Architecture Advancing

September, already!

Architecture keeps advancing here at SLU and the Enterprise Architecture team is involved in activities that we believe are adding great value. Some of the things the team have been working on aren't classic "EA" as described by our friends at Bredemeyer and others, but they do hit strongly upon the people, process, and technology themes that do add competitive advantage for the University.

The Architecture Review Board (ARB) is chartered and has begun to meet weekly, just following the Change Control Board (CCB) meeting here. The ARB has adopted a short list of Principles by which to manage, and just today adopted an "input" form with accompanying documentation that will be required for Architecture Review. This is a pattern similar to what is posted by our friends over at MIT and other schools. :-) MIT's Architecture Group (ITAG) has a very impressive library of EA artifacts that have been very useful in considering direction. The TOGAF and E2AF materials have also been useful perspectives. The NASCIO maturity model has been helpful in taking "weather checks" of where we are in terms of organizational maturity. Our documents will be posted very shortly to the SLU EA site, which we are the process of re-vamping. Our ongoing approach will be to fine-tune the process as requests roll-in.

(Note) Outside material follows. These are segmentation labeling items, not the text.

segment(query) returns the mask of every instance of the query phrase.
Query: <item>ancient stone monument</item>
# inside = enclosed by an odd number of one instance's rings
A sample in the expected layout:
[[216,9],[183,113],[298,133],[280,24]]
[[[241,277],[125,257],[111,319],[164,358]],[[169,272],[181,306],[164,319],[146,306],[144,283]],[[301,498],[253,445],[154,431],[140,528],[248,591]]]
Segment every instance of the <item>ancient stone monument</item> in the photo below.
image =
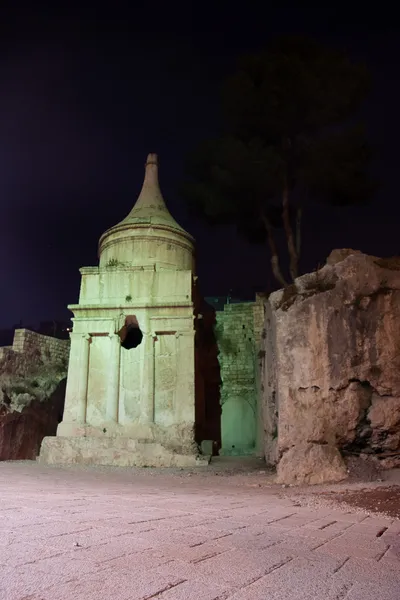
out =
[[[202,464],[194,443],[194,240],[169,213],[150,154],[140,196],[83,267],[65,411],[40,460]],[[203,459],[203,463],[208,461]]]

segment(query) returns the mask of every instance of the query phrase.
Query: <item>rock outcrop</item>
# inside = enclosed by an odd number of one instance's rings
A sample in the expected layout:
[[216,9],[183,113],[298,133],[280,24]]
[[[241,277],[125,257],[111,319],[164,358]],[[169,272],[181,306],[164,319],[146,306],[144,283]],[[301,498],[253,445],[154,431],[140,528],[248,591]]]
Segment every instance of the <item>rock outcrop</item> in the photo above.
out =
[[62,419],[68,342],[17,330],[0,350],[0,460],[33,460]]
[[282,483],[400,465],[400,259],[334,251],[266,306],[265,452]]

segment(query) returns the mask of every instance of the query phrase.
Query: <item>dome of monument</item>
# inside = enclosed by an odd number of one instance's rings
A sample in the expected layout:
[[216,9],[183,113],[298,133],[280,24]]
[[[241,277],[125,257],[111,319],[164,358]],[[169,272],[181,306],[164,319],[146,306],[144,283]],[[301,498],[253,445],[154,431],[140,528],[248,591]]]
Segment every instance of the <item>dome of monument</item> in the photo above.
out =
[[158,183],[157,155],[149,154],[136,204],[100,238],[100,267],[193,269],[193,254],[194,239],[166,207]]

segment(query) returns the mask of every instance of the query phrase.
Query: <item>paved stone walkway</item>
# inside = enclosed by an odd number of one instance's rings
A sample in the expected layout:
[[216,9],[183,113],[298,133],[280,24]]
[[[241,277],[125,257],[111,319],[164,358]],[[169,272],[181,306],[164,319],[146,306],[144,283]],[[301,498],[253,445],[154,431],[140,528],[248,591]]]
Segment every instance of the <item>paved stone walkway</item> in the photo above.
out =
[[400,521],[241,481],[2,463],[0,598],[400,599]]

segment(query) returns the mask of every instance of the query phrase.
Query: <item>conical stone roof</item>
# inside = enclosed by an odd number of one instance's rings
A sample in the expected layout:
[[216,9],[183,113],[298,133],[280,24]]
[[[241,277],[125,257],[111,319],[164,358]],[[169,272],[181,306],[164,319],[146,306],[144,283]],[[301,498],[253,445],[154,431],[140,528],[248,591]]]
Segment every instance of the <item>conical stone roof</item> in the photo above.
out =
[[[174,245],[182,244],[187,250],[190,248],[191,252],[193,251],[193,237],[175,221],[165,204],[158,182],[156,154],[149,154],[147,157],[142,190],[130,213],[101,236],[99,241],[100,262],[104,262],[105,259],[106,262],[114,261],[114,255],[115,260],[118,260],[119,256],[122,259],[123,255],[124,260],[121,260],[121,262],[126,262],[127,253],[129,253],[126,246],[128,239],[131,239],[134,243],[134,240],[138,241],[139,238],[142,241],[148,239],[146,246],[149,252],[145,250],[142,244],[140,254],[144,252],[148,254],[149,258],[150,254],[153,253],[150,251],[148,244],[154,245],[159,243],[161,239],[168,240]],[[118,251],[118,248],[116,248],[118,244],[123,244],[125,246],[124,250],[121,248]],[[112,251],[111,246],[113,246]],[[137,254],[133,246],[132,253]],[[103,256],[104,254],[107,257]],[[138,264],[139,256],[132,256],[132,260],[135,264]],[[129,262],[131,261],[129,260]],[[148,264],[149,261],[146,259],[145,262]],[[150,260],[150,262],[152,261]]]

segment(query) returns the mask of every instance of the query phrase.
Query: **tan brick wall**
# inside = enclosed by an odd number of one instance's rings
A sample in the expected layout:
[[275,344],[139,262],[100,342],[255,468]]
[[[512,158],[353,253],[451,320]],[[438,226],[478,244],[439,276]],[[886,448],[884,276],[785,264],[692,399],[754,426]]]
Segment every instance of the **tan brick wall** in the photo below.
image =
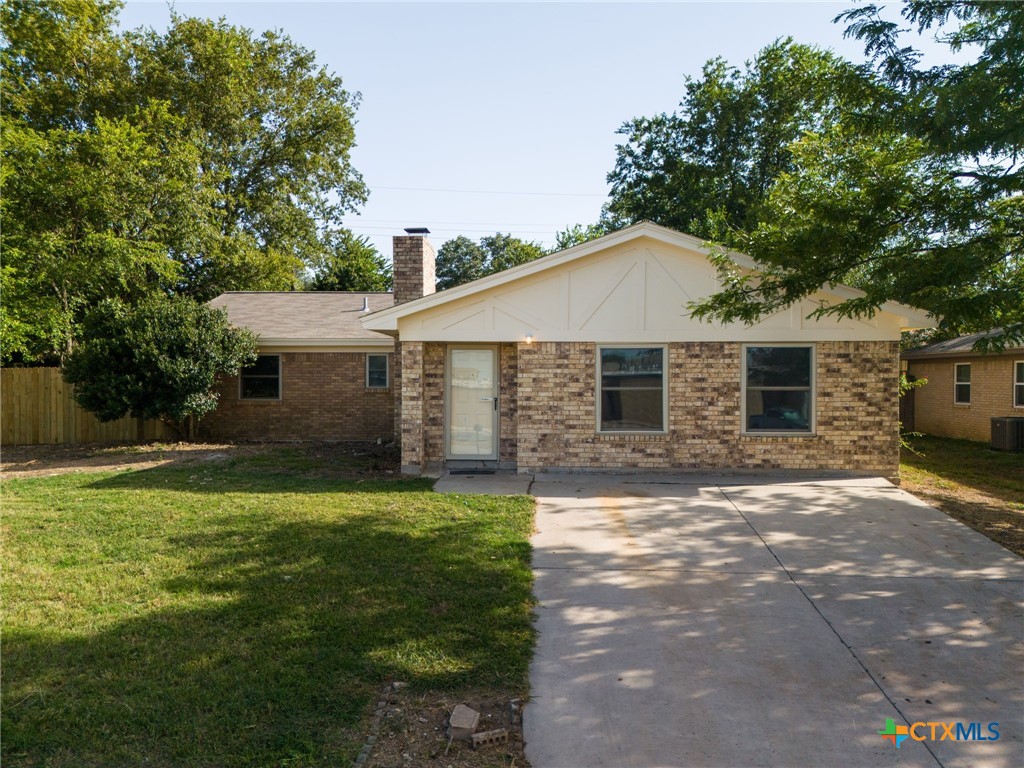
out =
[[445,346],[423,346],[423,452],[427,462],[439,462],[444,459]]
[[423,465],[423,342],[402,341],[401,354],[401,466]]
[[282,352],[281,399],[243,400],[239,379],[218,386],[217,410],[200,424],[220,440],[390,440],[394,437],[394,355],[389,389],[368,389],[362,352]]
[[[440,343],[402,342],[402,366],[410,371],[402,377],[402,391],[410,403],[402,410],[402,465],[423,467],[444,461],[444,418],[447,345]],[[499,345],[499,460],[514,463],[516,459],[516,379],[518,376],[516,345]]]
[[740,345],[669,345],[669,432],[596,430],[596,345],[518,347],[518,464],[630,469],[898,471],[896,342],[816,345],[816,433],[740,435]]
[[498,460],[514,464],[518,450],[517,428],[519,398],[516,382],[519,378],[519,353],[515,344],[502,344],[499,349],[499,447]]
[[[928,383],[913,391],[913,428],[918,432],[991,440],[993,416],[1024,416],[1014,408],[1014,360],[1021,352],[998,356],[907,360],[907,373]],[[953,366],[971,364],[971,403],[953,402]]]

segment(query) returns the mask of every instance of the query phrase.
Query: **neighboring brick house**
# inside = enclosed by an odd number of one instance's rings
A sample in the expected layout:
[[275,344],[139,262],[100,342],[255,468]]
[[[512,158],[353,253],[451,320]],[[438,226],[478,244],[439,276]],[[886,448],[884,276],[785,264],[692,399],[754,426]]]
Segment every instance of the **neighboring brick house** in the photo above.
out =
[[928,380],[913,390],[913,424],[906,426],[988,442],[992,417],[1024,417],[1024,347],[975,352],[983,336],[961,336],[903,352],[907,376]]
[[810,318],[861,295],[828,287],[753,326],[701,324],[708,249],[650,223],[436,294],[433,269],[425,237],[397,238],[400,295],[360,318],[398,340],[407,472],[898,472],[899,338],[933,325],[920,310]]

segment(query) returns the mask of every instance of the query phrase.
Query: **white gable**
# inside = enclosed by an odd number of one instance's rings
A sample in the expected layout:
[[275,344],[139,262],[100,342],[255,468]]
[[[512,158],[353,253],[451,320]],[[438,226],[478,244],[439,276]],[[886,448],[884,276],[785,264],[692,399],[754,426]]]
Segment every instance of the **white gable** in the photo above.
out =
[[650,224],[631,230],[378,312],[365,326],[397,330],[402,341],[782,342],[896,340],[908,314],[921,325],[899,305],[906,312],[808,319],[818,302],[849,298],[850,289],[821,291],[755,326],[700,323],[687,306],[719,283],[699,243]]

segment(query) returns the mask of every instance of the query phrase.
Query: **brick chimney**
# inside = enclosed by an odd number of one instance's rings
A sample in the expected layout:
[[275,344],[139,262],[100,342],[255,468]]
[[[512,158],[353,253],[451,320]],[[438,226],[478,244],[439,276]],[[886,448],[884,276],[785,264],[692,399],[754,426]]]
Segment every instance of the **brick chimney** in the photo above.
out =
[[406,234],[395,236],[391,256],[394,283],[394,303],[419,299],[433,293],[436,252],[424,227],[411,227]]

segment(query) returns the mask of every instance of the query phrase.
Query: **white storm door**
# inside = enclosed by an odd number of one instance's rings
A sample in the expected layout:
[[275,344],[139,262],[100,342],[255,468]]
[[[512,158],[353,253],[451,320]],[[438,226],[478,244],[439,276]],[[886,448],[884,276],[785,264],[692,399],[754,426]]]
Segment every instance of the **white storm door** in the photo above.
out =
[[498,349],[449,347],[446,459],[498,458]]

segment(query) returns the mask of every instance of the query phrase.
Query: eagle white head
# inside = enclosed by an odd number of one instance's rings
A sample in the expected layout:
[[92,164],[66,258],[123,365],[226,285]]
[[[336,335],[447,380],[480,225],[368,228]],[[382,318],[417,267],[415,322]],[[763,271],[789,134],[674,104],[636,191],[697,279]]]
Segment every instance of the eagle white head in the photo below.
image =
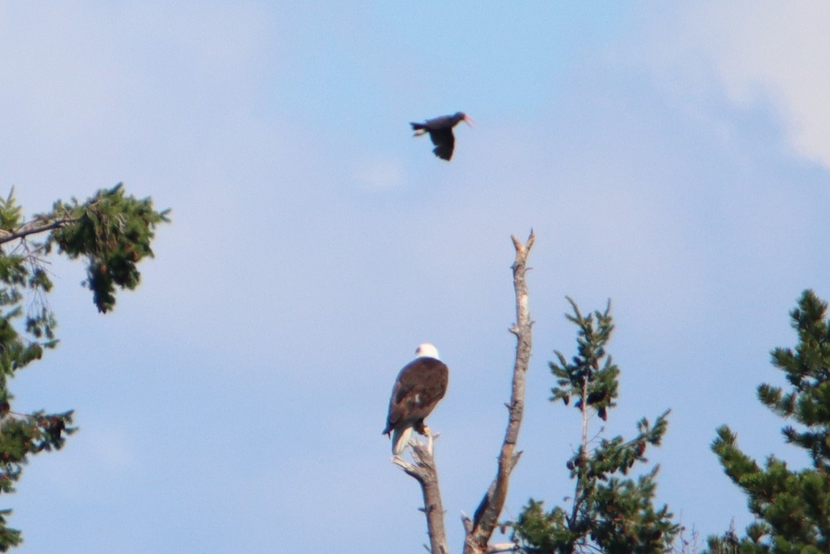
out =
[[415,351],[415,357],[434,357],[436,360],[441,359],[438,357],[438,349],[432,343],[422,343],[418,345],[417,350]]

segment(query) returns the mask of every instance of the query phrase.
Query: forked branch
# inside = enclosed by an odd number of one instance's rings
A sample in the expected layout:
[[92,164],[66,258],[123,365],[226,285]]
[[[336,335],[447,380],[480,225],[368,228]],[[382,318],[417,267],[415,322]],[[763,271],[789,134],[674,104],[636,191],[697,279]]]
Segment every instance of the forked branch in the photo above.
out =
[[[488,554],[488,552],[505,552],[510,550],[510,545],[488,546],[493,532],[498,527],[498,518],[507,498],[507,484],[510,473],[519,462],[521,452],[515,451],[525,412],[525,376],[530,361],[531,327],[530,313],[528,310],[527,284],[525,274],[527,270],[527,256],[533,247],[535,235],[530,231],[527,242],[522,244],[515,236],[510,237],[515,248],[515,260],[513,262],[513,287],[515,291],[516,323],[510,328],[510,333],[517,339],[515,362],[513,366],[513,381],[510,401],[507,405],[508,420],[505,440],[499,454],[498,469],[496,478],[485,493],[476,513],[471,520],[464,518],[464,554]],[[441,489],[438,486],[438,474],[431,449],[419,443],[411,443],[414,464],[393,459],[393,462],[407,474],[417,480],[423,493],[424,507],[422,510],[427,517],[427,529],[429,534],[430,550],[432,554],[448,554],[447,535],[444,529],[444,509],[441,502]]]

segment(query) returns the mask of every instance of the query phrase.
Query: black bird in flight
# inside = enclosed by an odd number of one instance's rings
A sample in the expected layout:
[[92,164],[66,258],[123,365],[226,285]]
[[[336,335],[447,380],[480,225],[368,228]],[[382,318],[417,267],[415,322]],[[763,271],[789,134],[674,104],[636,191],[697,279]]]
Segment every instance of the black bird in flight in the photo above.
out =
[[472,127],[472,119],[465,113],[458,112],[455,115],[442,115],[434,119],[427,119],[423,123],[411,123],[415,134],[419,137],[429,133],[435,148],[432,152],[442,160],[450,161],[452,158],[452,149],[456,145],[456,138],[452,134],[452,128],[464,121]]

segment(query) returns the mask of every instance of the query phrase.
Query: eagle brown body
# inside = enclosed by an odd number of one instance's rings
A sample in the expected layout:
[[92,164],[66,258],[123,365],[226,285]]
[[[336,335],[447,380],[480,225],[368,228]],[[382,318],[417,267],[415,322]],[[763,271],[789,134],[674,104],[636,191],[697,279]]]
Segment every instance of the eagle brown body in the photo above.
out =
[[438,359],[438,351],[434,346],[422,344],[416,356],[398,374],[389,399],[383,434],[391,434],[392,451],[395,455],[403,452],[413,429],[421,435],[429,432],[424,419],[444,397],[449,381],[449,370]]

My colleague, John Ashby, has also architected a business process to channel review when "hosting" products (servers, storage, etc.) -- primarily those affecting the central ITS data centers, enterprise standards, and procurement agreements -- come to our attention through purchase requisitions. It is still a common occurrence here at SLU, that the first time anyone in IT governance becomes aware of a server purchase is through a purchase requisition that comes through our business office for review. John as created a "host review" process that utilizes a survey tool we already have on campus to ask some high-level questions. The answers to the questions can then form the basis for additional in-depth review, including review by the ARB. This process was just ok'ed by our CIO and has begun to fix a very old problem.